Israel clearly doesn't give a shit about peace with the Palestinians.  We don't give a shit about making Israel give a shit.  There will therefore never be peace, and chalk it up to the endemic corruption of our political system and good, old-fashioned ignorance of the issues, and our supremely arrogant belief that we will, in spite of a 3000-strong evidence to the contrary, never have to pay for what we do.

Americans, in particular, don't seem to think that we will ever have to pay for anything.  We can continue to say and eat and buy and drive and throw away anything, and it will never affect us.  We are a nation of perpetual motion machines, forgetting that less than a decade ago, we were brought screeching to a halt by the simplest and cheapest of enemies.  And what is perhaps the saddest part of it all is that we were set back into our blind motion by our own leader, who chose not to lead, not to examine, not to question, even, but to say to us, as if we were all children, that our enemy was merely jealous.  Jealous of us.

Do mosquitoes bite humans because they're jealous of the blood that flows through our veins?  Did David sling that rock at Goliath because he envied his prowess with a giant spear?  Did all those Japanese military men hurl those missiles at Godzilla because they wished they could crush the city of Tokyo beneath their own feet?

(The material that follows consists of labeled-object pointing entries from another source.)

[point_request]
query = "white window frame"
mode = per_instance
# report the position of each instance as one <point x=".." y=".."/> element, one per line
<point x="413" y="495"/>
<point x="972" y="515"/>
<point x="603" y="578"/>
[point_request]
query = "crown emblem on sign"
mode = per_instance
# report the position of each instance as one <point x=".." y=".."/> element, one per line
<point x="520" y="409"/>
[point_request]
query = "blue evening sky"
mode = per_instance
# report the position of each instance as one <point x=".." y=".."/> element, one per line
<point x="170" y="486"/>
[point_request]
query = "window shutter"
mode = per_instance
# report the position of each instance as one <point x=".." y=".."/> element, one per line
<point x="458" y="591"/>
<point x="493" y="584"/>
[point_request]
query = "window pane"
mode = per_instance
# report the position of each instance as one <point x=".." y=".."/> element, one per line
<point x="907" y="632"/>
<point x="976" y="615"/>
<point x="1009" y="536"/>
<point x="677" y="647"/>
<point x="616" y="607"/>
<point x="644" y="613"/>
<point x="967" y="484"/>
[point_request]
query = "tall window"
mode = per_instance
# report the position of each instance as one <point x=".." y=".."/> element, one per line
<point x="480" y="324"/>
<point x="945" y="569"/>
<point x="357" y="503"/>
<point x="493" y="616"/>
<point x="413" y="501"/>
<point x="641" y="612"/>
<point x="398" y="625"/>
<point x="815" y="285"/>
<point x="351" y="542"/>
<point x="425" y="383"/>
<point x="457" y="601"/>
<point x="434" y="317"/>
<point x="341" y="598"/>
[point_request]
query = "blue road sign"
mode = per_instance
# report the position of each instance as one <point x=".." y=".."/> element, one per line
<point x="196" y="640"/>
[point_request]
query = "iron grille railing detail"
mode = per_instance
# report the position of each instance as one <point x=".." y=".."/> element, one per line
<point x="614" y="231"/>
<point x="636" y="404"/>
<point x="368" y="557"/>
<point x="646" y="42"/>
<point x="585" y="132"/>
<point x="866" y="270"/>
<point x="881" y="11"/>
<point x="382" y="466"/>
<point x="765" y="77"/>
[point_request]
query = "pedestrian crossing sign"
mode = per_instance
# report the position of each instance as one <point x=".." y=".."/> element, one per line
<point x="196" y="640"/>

Yes, we have freedoms.  Some of us have more freedoms than others.  Meg Whitman can buy herself 119 million dollars worth of freedom.  That's a lot of freedom.  Enough, it would appear, to rewrite history.  An illegal immigrant can leave work at the end of the day, buy a 40, get drunk and shout obscenities at the sky, or loudly sing songs about a home he probably will never see again.  That kind of freedom is cheap. 

I write this thing that you're reading.  It, too, is a relatively cheap kind of freedom, which is, I suppose, why blogs are so widely reviled.  But I can't help thinking sometimes that it's all I have.